# Create Training Dataset for DRC Road Classification

The classifier used in DRC Roads analysis requires a training dataset.

To create the training dataset, we first created the label images. These images were created in [GIMP](https://www.gimp.org/) using manual labeling of road and forest regions.

In [138]:
import os

import numpy as np
import rasterio

## Define input data

In [139]:
# labeled images, generated in GIMP, along with cropped OrthoTile as source image
data_dir = 'pre-data'
forest_image_filename = os.path.join(data_dir, 'mosaic_crop_forest.tif')
road_image_filename = os.path.join(data_dir, 'mosaic_crop_road.tif')
bands_image_filename = os.path.join(data_dir, 'mosaic_crop.tif')

## Prepare feature bands

In [153]:
# load cropped orthotile as bands of pixels
def read_4band(image_filename):
    with rasterio.open(image_filename, 'r') as src:
        bands = src.read()
    return bands

bands = read_4_band(bands_image_filename)
bands.shape

(4, 1309, 2201)

In [161]:
from skimage import feature, filters

In [165]:
# calculate texture bands. this comes from drc_roads_classification
def get_texture_bands(green_band):
    def scale(band):
        '''Scale band values to band data type max/min'''
        def _normalize(b):
            '''Normalize values to 0-1'''
            return (b-b.min())/(b.max()-b.min())
        
        scaled_band = _normalize(band) * np.iinfo(band.dtype).max
        return scaled_band.astype(band.dtype)

    green_band_normalized = scale(green_band)

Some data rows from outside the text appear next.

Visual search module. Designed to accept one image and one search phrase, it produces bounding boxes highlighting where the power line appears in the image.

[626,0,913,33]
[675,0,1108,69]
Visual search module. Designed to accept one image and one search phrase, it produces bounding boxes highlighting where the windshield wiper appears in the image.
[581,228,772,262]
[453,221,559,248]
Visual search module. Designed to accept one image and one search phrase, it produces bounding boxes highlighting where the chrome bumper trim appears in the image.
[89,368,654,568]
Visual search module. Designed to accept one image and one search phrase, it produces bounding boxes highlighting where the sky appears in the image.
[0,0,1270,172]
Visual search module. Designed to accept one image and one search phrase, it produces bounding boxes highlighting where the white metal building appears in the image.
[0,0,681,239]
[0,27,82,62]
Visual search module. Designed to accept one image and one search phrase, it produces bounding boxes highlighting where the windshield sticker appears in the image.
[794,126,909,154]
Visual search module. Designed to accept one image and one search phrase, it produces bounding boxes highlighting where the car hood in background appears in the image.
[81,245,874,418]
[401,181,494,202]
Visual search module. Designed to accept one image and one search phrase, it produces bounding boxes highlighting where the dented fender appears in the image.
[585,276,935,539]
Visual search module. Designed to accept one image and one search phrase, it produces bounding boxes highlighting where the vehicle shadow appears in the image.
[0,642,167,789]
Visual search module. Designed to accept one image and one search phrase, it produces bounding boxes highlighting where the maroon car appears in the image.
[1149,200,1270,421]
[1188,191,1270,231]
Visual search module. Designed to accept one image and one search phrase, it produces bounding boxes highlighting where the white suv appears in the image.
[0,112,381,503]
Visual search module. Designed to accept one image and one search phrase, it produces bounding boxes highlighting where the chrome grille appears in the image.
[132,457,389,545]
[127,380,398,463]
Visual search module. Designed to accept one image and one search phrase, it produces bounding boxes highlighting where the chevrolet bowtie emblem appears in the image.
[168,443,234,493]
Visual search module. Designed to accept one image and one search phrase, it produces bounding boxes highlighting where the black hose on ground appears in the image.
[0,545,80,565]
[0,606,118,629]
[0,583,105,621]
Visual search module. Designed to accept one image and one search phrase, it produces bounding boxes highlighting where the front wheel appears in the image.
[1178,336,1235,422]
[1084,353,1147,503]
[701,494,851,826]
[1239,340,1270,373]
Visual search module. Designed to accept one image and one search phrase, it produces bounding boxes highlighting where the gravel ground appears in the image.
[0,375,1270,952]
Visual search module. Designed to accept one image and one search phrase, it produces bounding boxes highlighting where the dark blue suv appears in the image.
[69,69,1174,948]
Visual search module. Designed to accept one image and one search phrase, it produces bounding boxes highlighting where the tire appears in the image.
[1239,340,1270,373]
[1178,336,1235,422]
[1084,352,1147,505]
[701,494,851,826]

    edges1 = feature.canny(green_band_normalized, sigma=2)
    blurred = filters.gaussian(edges1, sigma=2)
    blurred2 = filters.gaussian(edges1, sigma=6)
    return [blurred, blurred2]

green_band = bands[1, :]
blurred, blurred2 = get_texture_bands(green_band)
blurred.shape

(1309, 2201)

In [167]:
feature_bands = np.concatenate((bands, blurred[np.newaxis,:], blurred2[np.newaxis,:]), axis=0)
feature_bands.shape

(6, 1309, 2201)

## Apply Label masks to features

In [168]:
# load labeled images as boolean masks

def get_label_mask(image_filename):
    with rasterio.open(image_filename, 'r') as src:
        band = src.read(1)
        label_data = band == 0 # valid data in black regions
        label_mask = ~label_data # mask True (masked) for not valid data
    return label_mask

def get_unmasked_count(mask):
    return np.size(mask) - np.count_nonzero(mask)

print(forest_mask.size)
forest_mask = get_label_mask(forest_image_filename)
print(get_unmasked_count(forest_mask))
road_mask = get_label_mask(road_image_filename)
print(get_unmasked_count(road_mask))

2881109
578330
17757


  s = DatasetReader(fp, driver=driver, **kwargs)


In [171]:
# apply label masks to orthotile bands to get 2D array of band values associated with
# pixels of that label
def get_label_pixels(label_mask, bands):
    pixels = np.array([np.ma.array(b, mask=label_mask).compressed()
                       for b in bands])
    return pixels.swapaxes(0,1) # order by pixel then by band

forest_pixels = get_label_pixels(forest_mask, feature_bands)
road_pixels = get_label_pixels(road_mask, feature_bands)

In [172]:
# for balanced training set, use random sampling to create same-size
# samples of labeled pixels
def make_same_size_samples(list_of_pixels):
    sample_len = min([p.shape[0] for p in list_of_pixels])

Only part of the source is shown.